Method for analysing and modelling personal learning environments

Visualizing the Personal Learning Environment
Status : Published
Year: 2019
Author(s): Joris Felder (unsorted)

Overview

This paper introduces MEPA, an original method for analyzing and modeling Personal Learning Environments (PLEs). Conceived for researchers and educational engineers, MEPA provides conceptual, methodological, and visual tools to make learners’ invisible learning ecosystems visible and usable.

Key Contributions

  • Generic Model & Modeling Language
    MEPA is built on a generic model of PLEs, combined with a specialized visual language to represent the learner’s tools, strategies, knowledge goals, and social context.

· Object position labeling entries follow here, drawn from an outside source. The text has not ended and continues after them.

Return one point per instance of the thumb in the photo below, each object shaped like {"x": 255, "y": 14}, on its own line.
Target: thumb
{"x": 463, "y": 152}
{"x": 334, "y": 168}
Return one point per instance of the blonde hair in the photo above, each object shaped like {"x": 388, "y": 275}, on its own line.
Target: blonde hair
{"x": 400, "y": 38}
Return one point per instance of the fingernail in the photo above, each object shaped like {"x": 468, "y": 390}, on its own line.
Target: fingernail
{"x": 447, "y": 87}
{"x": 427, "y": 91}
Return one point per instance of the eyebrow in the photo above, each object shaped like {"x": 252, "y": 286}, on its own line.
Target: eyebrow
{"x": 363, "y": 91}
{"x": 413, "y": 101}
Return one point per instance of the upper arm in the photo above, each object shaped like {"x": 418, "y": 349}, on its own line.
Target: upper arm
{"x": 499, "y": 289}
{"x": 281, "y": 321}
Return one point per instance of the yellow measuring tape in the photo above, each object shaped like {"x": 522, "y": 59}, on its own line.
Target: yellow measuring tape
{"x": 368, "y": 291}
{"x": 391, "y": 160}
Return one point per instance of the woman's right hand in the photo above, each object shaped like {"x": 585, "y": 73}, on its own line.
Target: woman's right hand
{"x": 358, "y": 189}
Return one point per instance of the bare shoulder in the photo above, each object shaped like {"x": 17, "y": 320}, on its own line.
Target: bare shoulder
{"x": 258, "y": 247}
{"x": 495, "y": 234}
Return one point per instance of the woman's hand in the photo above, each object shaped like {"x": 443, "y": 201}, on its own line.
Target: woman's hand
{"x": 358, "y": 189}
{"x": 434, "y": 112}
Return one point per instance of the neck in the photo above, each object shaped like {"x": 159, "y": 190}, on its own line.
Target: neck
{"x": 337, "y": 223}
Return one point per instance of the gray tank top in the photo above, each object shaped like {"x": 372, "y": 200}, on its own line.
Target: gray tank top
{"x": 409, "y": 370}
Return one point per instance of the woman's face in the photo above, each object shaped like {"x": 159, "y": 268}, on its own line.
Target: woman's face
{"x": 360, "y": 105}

It distinguishes between four types of learning artifacts: technical, pedagogical, didactic, and social.
  • Expressivity & Interpretability
    The method emphasizes clarity for both learners and researchers, aiming for highly expressive models that are simple to interpret and ontologically rich.
  • Validated Through Field Research
    The method was validated during a longitudinal study with 15 university psychology students. Over a semester, 60 PLE instances were modeled and refined through five rounds of interviews and intersubjective validation.
  • Pragmatic Utility
    MEPA is both a research method and a pedagogical engineering tool. It supports in-depth analysis of how students build and regulate their learning environments, highlighting patterns, gaps, and opportunities for improvement.

Illustrative Case

The paper details a case study involving one student’s learning journey, showcasing how the method dissects and visualizes cognitive strategies, tools used (e.g. Google Drive, Cornell note-taking), group collaboration dynamics, and learning goals. This multi-layered representation exposes the complexity and richness of personal learning ecosystems.

Future Directions

Felder concludes by highlighting the potential for digital tools to automate MEPA’s steps and calls for collaborative research to expand and refine the underlying models. The method opens new pathways for personalized learning support and large-scale educational research.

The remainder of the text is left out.